Comme pour d’autres pays [à l’exception, pour le moment, de la France, le président Macron ayant seulement indiqué qu’il porterait, s’il est réélu en avril prochain, le budget des armées à 50 milliards d’euros en 2025, comme le prévoit la Loi de programmation militaire en cours], la Norvège va accélérer la modernisation de ses forces, avec une enveloppe supplémentaire de plus de 300 millions d’euros, laquelle sera débloquée dès cette année.

« Même si une attaque russe contre la Norvège n’est pas probable, il faut que l’on réalise que nous avons un voisin à l’Est qui est devenu plus dangereux et plus imprévisible », a justifié Odd Roger Enoksen, le ministre norvégien de la Défense, lors d’une conférence de presse donnée ce 18 mars.

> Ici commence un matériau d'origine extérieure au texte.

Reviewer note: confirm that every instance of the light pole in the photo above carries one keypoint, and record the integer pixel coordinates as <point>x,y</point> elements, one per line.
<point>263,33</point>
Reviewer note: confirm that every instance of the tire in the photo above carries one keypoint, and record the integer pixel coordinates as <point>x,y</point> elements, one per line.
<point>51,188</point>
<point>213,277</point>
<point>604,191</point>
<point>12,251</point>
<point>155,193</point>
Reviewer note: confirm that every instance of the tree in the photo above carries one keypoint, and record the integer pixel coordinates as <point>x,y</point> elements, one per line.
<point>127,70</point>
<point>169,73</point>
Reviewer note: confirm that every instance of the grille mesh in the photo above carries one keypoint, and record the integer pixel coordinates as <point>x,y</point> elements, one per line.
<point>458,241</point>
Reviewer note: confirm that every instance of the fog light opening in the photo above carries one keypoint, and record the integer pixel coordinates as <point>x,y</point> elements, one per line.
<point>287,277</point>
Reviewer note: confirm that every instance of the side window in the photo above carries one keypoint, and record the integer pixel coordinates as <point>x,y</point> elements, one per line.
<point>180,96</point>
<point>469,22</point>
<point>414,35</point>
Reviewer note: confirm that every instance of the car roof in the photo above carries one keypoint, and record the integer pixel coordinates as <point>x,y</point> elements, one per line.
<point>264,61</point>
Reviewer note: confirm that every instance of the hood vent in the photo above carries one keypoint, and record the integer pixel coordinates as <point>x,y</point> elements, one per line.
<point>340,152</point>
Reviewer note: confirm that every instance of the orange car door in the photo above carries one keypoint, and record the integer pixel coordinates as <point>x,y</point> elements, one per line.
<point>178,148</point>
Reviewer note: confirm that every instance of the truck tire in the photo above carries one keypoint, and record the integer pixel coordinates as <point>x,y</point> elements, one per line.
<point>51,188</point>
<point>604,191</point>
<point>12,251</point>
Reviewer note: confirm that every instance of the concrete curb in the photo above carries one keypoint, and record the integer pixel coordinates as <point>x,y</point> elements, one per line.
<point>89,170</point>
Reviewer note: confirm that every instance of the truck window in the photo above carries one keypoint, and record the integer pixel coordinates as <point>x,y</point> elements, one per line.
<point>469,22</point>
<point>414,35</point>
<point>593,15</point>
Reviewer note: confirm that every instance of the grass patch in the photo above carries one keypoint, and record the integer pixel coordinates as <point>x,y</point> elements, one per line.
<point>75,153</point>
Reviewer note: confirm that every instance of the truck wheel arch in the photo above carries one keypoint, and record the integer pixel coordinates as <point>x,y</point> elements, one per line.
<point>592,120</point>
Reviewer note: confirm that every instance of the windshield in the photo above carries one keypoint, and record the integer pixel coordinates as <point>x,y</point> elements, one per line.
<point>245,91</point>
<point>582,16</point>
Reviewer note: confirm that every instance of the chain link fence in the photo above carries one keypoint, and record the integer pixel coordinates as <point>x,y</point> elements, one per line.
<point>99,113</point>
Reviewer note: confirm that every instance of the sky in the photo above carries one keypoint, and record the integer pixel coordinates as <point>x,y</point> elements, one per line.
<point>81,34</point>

« Nous devons accroître notre présence dans le Grand Nord », a-t-il ajouté, observant que la Russie y a des intérêts sécuritaires significatifs et que cette région a également une « forte importance économique » pour elle.

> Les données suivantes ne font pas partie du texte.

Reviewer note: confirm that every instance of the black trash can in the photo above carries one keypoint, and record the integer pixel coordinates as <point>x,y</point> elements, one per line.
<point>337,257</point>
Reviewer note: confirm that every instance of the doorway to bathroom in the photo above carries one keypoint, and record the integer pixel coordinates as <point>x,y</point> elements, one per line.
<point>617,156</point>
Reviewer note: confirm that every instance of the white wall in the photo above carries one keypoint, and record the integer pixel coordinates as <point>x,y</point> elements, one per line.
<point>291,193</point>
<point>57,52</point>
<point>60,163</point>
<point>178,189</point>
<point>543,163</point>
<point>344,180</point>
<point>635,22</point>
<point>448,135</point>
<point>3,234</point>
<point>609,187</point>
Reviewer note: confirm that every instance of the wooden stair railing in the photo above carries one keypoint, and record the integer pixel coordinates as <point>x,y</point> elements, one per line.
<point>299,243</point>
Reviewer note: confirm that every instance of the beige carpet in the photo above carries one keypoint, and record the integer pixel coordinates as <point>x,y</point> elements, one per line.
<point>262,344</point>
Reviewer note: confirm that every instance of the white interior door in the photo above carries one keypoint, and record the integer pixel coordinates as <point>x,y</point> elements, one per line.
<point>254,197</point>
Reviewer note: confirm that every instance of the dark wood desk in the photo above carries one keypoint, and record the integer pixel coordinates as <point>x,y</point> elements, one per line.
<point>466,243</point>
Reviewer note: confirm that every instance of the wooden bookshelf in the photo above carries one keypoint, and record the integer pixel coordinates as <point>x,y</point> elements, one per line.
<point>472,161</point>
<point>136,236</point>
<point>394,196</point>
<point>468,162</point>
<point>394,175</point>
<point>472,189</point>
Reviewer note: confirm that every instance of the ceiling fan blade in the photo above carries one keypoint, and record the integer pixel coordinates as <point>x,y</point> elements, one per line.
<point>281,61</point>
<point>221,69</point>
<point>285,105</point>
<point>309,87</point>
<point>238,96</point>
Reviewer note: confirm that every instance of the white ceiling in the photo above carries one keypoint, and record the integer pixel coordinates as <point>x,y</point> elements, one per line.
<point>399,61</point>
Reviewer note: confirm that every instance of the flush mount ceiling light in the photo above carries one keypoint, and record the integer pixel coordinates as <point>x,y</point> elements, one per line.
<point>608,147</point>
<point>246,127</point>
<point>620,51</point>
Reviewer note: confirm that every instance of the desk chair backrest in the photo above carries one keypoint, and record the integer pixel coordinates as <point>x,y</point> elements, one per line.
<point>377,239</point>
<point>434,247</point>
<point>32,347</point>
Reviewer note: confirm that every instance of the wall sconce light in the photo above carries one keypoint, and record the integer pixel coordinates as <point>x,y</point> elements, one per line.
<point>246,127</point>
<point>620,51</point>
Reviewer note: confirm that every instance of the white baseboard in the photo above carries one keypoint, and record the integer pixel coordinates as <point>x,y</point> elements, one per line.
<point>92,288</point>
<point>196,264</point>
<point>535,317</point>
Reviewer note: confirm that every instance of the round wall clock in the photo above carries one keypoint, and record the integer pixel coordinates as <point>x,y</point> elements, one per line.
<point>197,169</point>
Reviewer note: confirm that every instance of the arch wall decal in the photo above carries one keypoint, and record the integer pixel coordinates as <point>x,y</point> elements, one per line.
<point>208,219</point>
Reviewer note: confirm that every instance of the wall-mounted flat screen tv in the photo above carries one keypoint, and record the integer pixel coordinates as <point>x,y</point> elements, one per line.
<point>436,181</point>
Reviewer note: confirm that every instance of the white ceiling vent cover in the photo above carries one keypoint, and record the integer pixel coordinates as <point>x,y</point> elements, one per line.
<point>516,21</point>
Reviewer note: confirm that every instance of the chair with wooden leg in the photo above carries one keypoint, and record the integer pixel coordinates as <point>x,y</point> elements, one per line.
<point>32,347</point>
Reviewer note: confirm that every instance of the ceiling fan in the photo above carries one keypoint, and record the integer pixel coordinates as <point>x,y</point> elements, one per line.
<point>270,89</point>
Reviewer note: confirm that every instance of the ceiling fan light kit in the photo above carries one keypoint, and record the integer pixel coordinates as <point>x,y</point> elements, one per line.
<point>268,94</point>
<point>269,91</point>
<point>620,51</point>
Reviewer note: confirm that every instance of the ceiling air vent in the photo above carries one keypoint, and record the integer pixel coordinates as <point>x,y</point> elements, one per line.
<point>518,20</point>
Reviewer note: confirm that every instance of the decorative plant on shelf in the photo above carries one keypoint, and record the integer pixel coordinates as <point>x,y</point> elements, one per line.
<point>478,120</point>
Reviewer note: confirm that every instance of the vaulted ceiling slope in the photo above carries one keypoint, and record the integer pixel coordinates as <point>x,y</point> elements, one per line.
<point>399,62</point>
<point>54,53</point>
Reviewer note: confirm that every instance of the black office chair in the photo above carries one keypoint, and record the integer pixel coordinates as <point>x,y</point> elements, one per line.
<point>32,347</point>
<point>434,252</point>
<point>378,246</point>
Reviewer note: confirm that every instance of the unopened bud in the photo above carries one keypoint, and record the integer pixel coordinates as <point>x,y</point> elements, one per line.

Cet effort budgétaire servira à accroître la présence navale dans le Nord, intensifier la préparation opérationnelle des forces d’active et de réserve, augmenter les stocks de munitions, renforcer la cyberdéfense et le renseignement et améliorer l’accueil de troupes alliées, lesquelles viennent régulièrement en Norvège, comme c’est actuellement le cas avec l’exercice Cold Response 22.

Bien que n’appartenant pas à l’Union européenne, la Norvège a pris des sanctions identiques contre la Russie après l’invasion de l’Ukraine. À la différence qu’elle n’a pas interdit les médias russes, comme Russia Today et Sputnik. Du moins pour le moment.

« Je dois admettre que c’est un dossier difficile où des principes majeurs se heurtent les uns aux autres et nous voulons nous donner plus de temps », a expliqué Jonas Gahr Støre, le Premier ministre norvégien, pour qui la « liberté d’expression est centrale » en Norvége.